Dennoch ist ein Regler ohne P-Anteil für mein Verständnis kein Regler und einem Regler ohne D-Anteil ist jegliche Möglichkeit genommen, frühzeitig (und trotzdem zu spät) zu erkennen, was sich im Regelkreis anbahnt.

Nicht selten haben "RegelStrecken" Eigenschaften, die die Anwendung einer Regelung extrem erschweren oder ganz in Frage stellen.
Dann sollte man sich lieber Gedanken über eine Vorsteuerung machen, als zu versuchen, den PID-Regler auszuhebeln.
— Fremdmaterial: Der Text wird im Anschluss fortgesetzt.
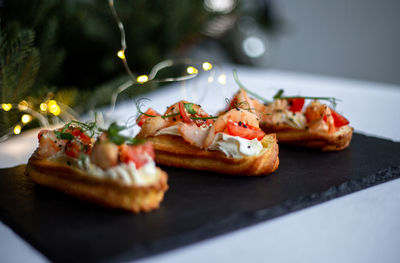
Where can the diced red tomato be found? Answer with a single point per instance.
(40, 134)
(296, 105)
(136, 153)
(73, 149)
(81, 135)
(338, 119)
(142, 118)
(233, 104)
(244, 131)
(184, 114)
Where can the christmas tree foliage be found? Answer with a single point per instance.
(19, 65)
(66, 50)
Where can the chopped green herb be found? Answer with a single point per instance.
(64, 135)
(189, 108)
Für mich bleibt der PID-Regler die erste Wahl unter den Reglern und auf dem zweiten Platz landet knapp dahinter der PD-Regler und danach ... nix.
Kein P-, erst recht kein PI-Regler und schon gar nicht ein I-"Regler".
Verzögerungen jeglicher Art (Totzeiten und Trägheiten) gibt es in jedem Regelkreis schon mehr, als einem lieb sein kann.
Eine weitere (den I-"Regler") hinzuzufügen an Stelle einer Kompensation (den D-Anteil), finde ich unsinnig.

Wie soll denn eine AntiWindUpMassnahme aussehen, die nicht gegen die NebenWirkung eines I-Anteils wirksam werden soll?
Wie sieht denn ein solcher RegelKreis aus, der idealerweise einen I-"Regler" erfordern soll?
Wer kann meiner mangelnden Phantasie auf die Sprünge helfen?


----------



## Blockmove (26 Dezember 2018)

Also Heini ich weiß nicht was du gegen PI-Regler hast?
Ich hab mehr PI als PID in Verwendung.
Schönes Beispiel sind hydraulische Achsen. Bei kleinen Stellwerten wird da sehr oft ein I aufgeschaltet um Losbrechmomente oder Ventilüberdeckung auszugleichen.
Und auch hier gibt es manchmal das Problem mit Begrenzen und anschließenden Abbauen des I-Anteils.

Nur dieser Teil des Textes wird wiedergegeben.